Teneb is one of my mom’s friends from way back, maybe even all the way back to high school, and she’s also friends with Little Big Tom. My mom has a laugh like a car alarm. Mrs. Teneb has a laugh like a long scream and she says “frickin’” a lot. I stood there for a few minutes watching them smoke and drink iced tea, trying to figure out what they were laughing about, which is pretty much impossible most of the time.

  At one point Little Big Tom stuck his head through the door at that funny angle he always sticks his head through the door at. It almost looks like the rest of his body hidden behind the wall next to the door is sideways, too.

  “Take the Nestea plunge!” he said, and went back upstairs. He was working on his grant proposal.

  Mrs. Teneb and Little Big Tom know each other from the Renaissance Faire and the Community Theater, where they do plays and such. Mrs. Teneb is a woman, but she likes to call herself an actor.
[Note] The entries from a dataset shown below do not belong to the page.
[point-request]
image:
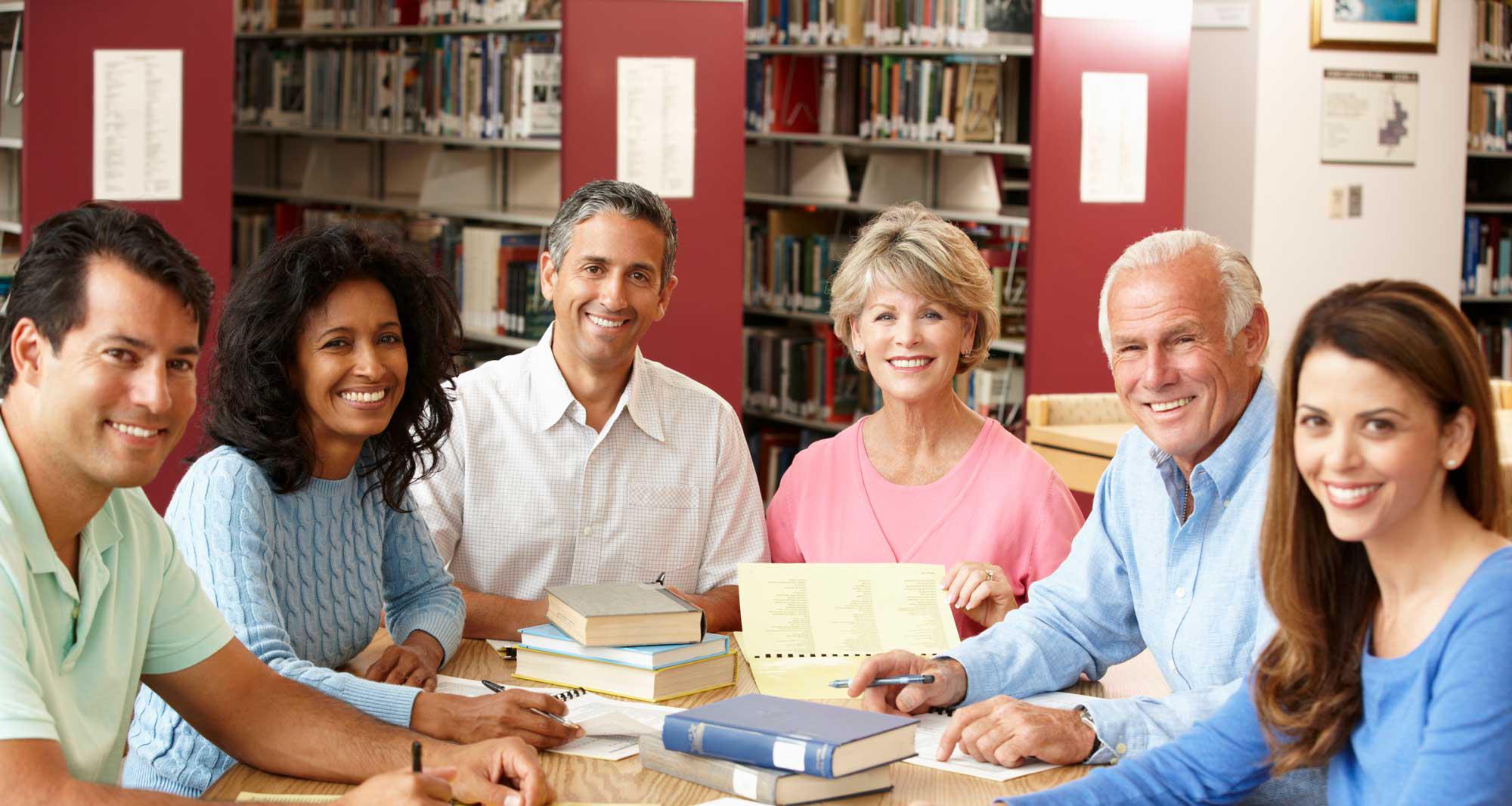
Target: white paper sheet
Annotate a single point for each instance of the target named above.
(138, 125)
(1115, 131)
(655, 129)
(932, 727)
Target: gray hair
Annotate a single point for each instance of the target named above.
(1238, 279)
(607, 196)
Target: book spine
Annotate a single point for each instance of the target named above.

Not an actress like you might expect her to say.

  “‘Actress’ is sexist and diminutive,” she’ll say, if she thinks you’re thinking it’s a little weird that she’s saying she’s an actor.

  Carol and Little Big Tom always call her an actor, too, but for some reason Little Big Tom didn’t like it so much one time when I referred to him as an actress. He likes to think he has no hangups, but that’s kind of gendercentric and unprogressive of him, don’t you think?

  I’ll say one thing, though: whether he’s an actor or an actress, he sure is diminutive.

  BOOKWORMING

  I could still hear the annoying laughter after I entered the house and proceeded down to the basement. I had realized on the way home that I had left my Catcher in the Rye in my locker, and I needed it for one of Mr. Schtuppe’s brain-dead assignments. (“Define the following words and use them in sentences, noting the page on which they occur: linoleum, hospitality, corridor, canasta, janitor, conscientious, phony, lagoon, incognito, brassiere, burlesque, psychic, brassy, intoxicating, verification, jitterbug…”) I knew there had to be another copy of that book somewhere in this house. There are copies of that book lying around everywhere.